A diary, by definition, is a daily record. I very much doubt whether this proposed record of one year in my life will be a diary within the proper meaning of that word; certainly I can't see myself recording the events of every day. I feel, too, that many social events can't properly be mentioned since I have no intention of betraying confidences and some of the most interesting things I learn are said to me in confidence. I love gossip in other people's diaries, while recognizing that its interest is in inverse proportion to its truth, but I suspect that this record will have little to offer in the way of titillating revelations. And to look back on one's life is to experience the capriciousness of memory. When I was very young and leaving church with my mother, she told me that the hymn we had sung, "Blessed Are the Pure in Heart," was sung at the funeral of a friend of hers who had died in childbirth with her baby during the great flu pandemic which followed the First World War. Now I can never hear it without thinking of that young mother and her child, both dead before I was born. No effort of will can banish a vague unfocused sadness from my thoughts every time that hymn is sung. And the past is not static. It can be relived only in memory, and memory is a device for forgetting as well as remembering. It, too, is not immutable. It rediscovers, reinvents, reorganizes. Like a passage of prose it can be revised and repunctuated. To that extent, every autobiography is a work of fiction and every work of fiction an autobiography.
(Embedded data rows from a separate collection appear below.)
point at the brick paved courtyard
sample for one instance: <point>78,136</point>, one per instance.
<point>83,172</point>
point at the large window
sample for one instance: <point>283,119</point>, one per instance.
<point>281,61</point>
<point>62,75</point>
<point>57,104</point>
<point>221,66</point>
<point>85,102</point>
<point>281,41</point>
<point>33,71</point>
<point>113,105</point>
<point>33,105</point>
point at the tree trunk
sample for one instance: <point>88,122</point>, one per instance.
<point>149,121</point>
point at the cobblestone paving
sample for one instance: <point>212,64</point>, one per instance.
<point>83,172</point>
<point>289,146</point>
So tomorrow, on 3rd August, I shall write the first entry in a record which I propose to keep for one year, from my seventy-seventh to my seventy-eighth birthday. Will I persist with this effort? Only time will tell. And will I be here at the end of the year? At seventy-seven that is not an irrational question. But then is it irrational at any age? In youth we go forward caparisoned in immortality; it is only, I think, in age that we fully realize the transitoriness of life.
There is much that I remember but which is painful to dwell upon. I see no need to write about these things. They are over and must be accepted, made sense of and forgiven, afforded no more than their proper place in a long life in which I have always known that happiness is a gift, not a right. And there are other matters over which memory has exercised its self-defensive censorship. Like dangerous and unpredictable beasts they lie curled in the pit of the subconscious. This seems a merciful dispensation; I have no intention of lying on a psychiatrist's couch in an attempt to hear their waking growls. But then I am a writer. We fortunate ones seldom have need for such an expedient. If, as one psychiatrist wrote--was it Anthony Storr?--"creativity is the successful resolution of internal conflict," then I, a purveyor of popular genre fiction, and that great genius Jane Austen have the same expedient for taming our sleeping tigers.